Ma'aleh student and director Pazit Lichtman discusses 2007's Willingly.
Nobody knew that when Ma’aleh School of Television, Film and the Arts student Pazit Lichtman was working on her 2007 film Willingly about a religious couple getting divorced, she herself was struggling to keep her marriage, just a year old, from breaking apart.
Willingly, in Hebrew, “Harei at,” are the same words a Jewish man says to his wife under the chuppah and before the Rabbinical Court upon presenting her the get document for a divorce. Both acts must be done out of each party’s own free will.
The 29-year-old filmmaker from Ashkelon said when it came time for her to choose a subject for her film at Ma’aleh, she had no idea what to do. A newlywed at the time, she says, “I had no idea because my life was perfect.”
But after less than a month, her marriage began to deteriorate. She describes feeling embarrassed and depressed, and not knowing whom to turn to for guidance in her Orthodox community. “It was a huge shock for me because I grew up believing that marriage lasts forever,” she says. “It was like we were the only people this happens to. I couldn’t tell anyone about the fact that we had problems. It felt like everything around me was shaking.” She was afraid, wondering “who will want me after I get divorced?”
Realizing the risk, she knew this was the film she had to make, and decided to throw herself into the project, researching the divorce process in Israel and the system of the Rabbinical Court in implementing Jewish laws in this regard. She sat in on lengthy court sessions and observed two couples getting divorced. The day was strenuous and emotional, to say the least. “It was like 3,000 years behind closed doors,” she says. “I cried through all this day,” she adds, as it hit home.
Lichtman says in writing the script, at times her voice came through the female character, though she was careful to keep details of her marriage out. “I used my thoughts and gave her to do what I would do,” she says. Certain scenes she says she hoped her ex-husband would read so he could understand her, for instance the scene in which the couple is sitting together eating lunch, as they wait for the Rabbinical Court to see them. She notes, “Even when they are sitting together, they are not really together.” The distance between them is palpable, the dialogue painfully awkward, and ultimately very sad.
“I really wanted my husband to understand it,” she says.
Determined to save her marriage, Lichtman turned to a counselor and a rabbi, but nothing helped. She decided the couple in her film would break apart, “with a little chance they would come back together.”
“I was sure I could write in my own future,” Lichtman recalls.
After two years of working on the film’s script and production, she screened it at the Haifa International Film Festival. One week later, she got divorced. “No one knew this was my own story,” she says.

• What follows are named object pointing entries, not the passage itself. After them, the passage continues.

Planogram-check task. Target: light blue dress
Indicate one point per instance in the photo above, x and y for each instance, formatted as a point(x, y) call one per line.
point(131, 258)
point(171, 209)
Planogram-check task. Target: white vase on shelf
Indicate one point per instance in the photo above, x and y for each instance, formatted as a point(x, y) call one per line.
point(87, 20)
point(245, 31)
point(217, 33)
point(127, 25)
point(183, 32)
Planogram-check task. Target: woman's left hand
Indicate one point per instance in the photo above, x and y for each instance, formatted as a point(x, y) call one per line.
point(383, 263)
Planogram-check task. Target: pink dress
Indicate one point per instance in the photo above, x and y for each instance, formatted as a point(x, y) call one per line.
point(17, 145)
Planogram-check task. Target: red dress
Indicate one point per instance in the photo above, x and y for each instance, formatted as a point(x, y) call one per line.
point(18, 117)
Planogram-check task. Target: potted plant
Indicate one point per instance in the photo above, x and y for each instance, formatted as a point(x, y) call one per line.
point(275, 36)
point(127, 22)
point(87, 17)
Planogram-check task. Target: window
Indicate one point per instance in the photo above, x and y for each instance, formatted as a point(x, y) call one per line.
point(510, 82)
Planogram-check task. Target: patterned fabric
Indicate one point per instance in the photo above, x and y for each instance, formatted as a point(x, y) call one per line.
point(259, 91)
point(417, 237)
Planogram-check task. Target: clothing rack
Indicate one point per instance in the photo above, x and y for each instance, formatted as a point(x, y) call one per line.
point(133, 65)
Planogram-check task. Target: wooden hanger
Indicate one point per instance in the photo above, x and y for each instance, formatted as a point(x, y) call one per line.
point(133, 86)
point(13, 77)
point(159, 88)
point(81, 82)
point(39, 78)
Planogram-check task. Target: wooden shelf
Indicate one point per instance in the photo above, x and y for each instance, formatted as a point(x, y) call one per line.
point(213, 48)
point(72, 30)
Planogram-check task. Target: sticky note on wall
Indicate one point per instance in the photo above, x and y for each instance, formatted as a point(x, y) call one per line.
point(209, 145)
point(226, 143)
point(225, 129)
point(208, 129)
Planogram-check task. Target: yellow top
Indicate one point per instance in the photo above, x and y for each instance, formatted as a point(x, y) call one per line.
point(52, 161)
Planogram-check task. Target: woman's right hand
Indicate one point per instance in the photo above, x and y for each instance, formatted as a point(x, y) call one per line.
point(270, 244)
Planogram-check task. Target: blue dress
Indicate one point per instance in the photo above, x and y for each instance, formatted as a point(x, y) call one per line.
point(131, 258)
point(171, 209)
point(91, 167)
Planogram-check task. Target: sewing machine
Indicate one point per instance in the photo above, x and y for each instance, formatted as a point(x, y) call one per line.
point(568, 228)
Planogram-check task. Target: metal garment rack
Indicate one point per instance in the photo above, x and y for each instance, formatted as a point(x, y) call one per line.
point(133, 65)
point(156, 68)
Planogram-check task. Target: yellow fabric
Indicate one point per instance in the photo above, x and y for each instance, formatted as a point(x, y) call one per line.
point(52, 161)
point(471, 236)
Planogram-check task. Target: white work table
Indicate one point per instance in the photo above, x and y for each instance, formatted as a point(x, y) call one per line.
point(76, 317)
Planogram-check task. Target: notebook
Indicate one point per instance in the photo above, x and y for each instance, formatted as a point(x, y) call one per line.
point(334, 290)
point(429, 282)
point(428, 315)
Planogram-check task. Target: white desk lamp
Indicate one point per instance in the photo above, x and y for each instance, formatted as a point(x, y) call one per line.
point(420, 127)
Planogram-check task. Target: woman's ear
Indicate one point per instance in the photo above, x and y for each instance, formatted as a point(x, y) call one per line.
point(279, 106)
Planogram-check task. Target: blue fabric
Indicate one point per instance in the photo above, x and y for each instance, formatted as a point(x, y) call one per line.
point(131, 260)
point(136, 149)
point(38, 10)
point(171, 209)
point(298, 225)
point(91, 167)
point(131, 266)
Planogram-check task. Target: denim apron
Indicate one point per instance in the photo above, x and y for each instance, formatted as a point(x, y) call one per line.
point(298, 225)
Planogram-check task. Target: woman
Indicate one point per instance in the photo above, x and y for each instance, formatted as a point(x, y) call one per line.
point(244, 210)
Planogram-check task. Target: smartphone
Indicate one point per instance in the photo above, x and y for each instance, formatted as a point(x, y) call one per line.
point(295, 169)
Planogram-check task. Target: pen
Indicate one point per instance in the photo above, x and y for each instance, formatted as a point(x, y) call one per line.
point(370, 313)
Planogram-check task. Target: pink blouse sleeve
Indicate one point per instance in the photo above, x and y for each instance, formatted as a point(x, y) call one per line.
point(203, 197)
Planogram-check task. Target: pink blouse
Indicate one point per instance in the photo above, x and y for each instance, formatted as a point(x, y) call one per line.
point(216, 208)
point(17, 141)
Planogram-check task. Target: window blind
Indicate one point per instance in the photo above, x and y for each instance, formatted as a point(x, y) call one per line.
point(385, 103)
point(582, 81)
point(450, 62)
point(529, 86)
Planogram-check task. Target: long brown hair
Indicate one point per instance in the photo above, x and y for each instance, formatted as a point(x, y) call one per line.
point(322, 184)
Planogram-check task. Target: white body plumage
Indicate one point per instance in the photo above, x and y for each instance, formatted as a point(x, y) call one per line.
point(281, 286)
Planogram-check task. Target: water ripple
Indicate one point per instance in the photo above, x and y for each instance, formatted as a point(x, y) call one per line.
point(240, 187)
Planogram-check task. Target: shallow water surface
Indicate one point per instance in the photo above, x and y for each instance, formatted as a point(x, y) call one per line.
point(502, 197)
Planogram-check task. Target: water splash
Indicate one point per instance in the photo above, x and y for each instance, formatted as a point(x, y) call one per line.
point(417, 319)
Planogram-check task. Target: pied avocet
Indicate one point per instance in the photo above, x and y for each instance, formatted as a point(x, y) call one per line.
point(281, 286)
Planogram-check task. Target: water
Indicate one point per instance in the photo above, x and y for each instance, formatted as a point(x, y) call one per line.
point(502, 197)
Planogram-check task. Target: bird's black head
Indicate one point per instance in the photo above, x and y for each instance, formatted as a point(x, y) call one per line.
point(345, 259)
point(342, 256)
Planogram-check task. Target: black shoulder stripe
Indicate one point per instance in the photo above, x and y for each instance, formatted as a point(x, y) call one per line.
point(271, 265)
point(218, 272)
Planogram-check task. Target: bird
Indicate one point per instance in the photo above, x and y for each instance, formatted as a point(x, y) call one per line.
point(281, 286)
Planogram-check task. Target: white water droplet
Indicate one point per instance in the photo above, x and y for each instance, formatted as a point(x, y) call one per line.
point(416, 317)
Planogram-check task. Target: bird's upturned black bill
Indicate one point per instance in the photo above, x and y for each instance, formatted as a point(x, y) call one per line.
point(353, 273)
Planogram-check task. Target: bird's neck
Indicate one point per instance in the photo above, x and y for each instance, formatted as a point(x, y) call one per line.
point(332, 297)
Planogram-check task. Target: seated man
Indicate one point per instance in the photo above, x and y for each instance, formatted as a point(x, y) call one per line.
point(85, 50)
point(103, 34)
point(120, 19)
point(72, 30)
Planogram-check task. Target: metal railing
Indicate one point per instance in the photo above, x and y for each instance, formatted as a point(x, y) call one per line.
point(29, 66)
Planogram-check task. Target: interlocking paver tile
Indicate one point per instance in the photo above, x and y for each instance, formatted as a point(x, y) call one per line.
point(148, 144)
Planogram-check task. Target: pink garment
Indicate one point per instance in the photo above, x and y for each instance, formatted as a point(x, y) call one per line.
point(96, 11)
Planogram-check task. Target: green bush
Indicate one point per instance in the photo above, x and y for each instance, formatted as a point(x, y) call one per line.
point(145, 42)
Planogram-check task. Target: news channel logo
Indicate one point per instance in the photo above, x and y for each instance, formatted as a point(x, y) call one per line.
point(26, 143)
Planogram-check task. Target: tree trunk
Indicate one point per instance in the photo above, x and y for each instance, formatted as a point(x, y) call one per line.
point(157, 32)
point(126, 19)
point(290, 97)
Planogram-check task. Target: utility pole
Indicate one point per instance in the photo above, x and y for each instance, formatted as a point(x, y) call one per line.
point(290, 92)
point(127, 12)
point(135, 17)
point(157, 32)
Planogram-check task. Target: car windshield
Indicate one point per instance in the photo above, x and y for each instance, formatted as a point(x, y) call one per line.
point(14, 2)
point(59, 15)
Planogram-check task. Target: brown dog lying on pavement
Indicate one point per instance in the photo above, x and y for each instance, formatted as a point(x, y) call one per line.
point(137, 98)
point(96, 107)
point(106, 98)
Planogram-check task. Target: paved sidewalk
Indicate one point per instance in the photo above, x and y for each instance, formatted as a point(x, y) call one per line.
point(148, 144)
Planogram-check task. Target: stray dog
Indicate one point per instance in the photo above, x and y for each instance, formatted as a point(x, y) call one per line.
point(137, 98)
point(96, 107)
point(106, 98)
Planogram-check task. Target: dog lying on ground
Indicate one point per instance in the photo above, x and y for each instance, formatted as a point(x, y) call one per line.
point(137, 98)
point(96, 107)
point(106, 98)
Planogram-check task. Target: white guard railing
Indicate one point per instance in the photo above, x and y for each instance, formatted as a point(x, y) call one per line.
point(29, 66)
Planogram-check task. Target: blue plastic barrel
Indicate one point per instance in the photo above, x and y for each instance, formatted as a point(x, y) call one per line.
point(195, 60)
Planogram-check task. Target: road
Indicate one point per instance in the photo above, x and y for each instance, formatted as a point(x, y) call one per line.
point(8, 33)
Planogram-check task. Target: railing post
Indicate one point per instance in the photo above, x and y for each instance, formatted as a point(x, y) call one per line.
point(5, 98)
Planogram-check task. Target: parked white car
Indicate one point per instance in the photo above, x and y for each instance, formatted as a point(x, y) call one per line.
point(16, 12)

Making this film however was therapeutic for Lichtman who says she confronted her fears about moving on with her life, and began accepting that the future could hold happiness (she remarried a year ago). “I wasn’t afraid anymore. [Divorce] was no longer like a monster that will eat me.”
Since then, she has shown her film at the Barcelona Jewish Film Festival, Tribeca, the “Reel Love” festival in Boston, and the San Diego Jewish Film Festival, among others. She has also screened it for students at Jewish schools in Los Angeles and Taglit-Birthright groups as an educational tool for young people.
Most touching, Lichtman says, is that Willingly placed her in a role of counselor to Orthodox women regarding divorce, receiving questions and stories from women who could relate to her experience. For many in her community, she says people imagine the word divorce and not the person, so to connect a face to the event was powerful. “There is a voice that no one has heard before,” she says. “The reality is much more than the image.”
Though the couple is Orthodox, Lichtman is confident that everyone can identify with the characters’ struggle and hopefulness for change that there’s “something better waiting for us outside.”
“Everyone can find himself inside of it, the feeling you are about to lose someone,” she says.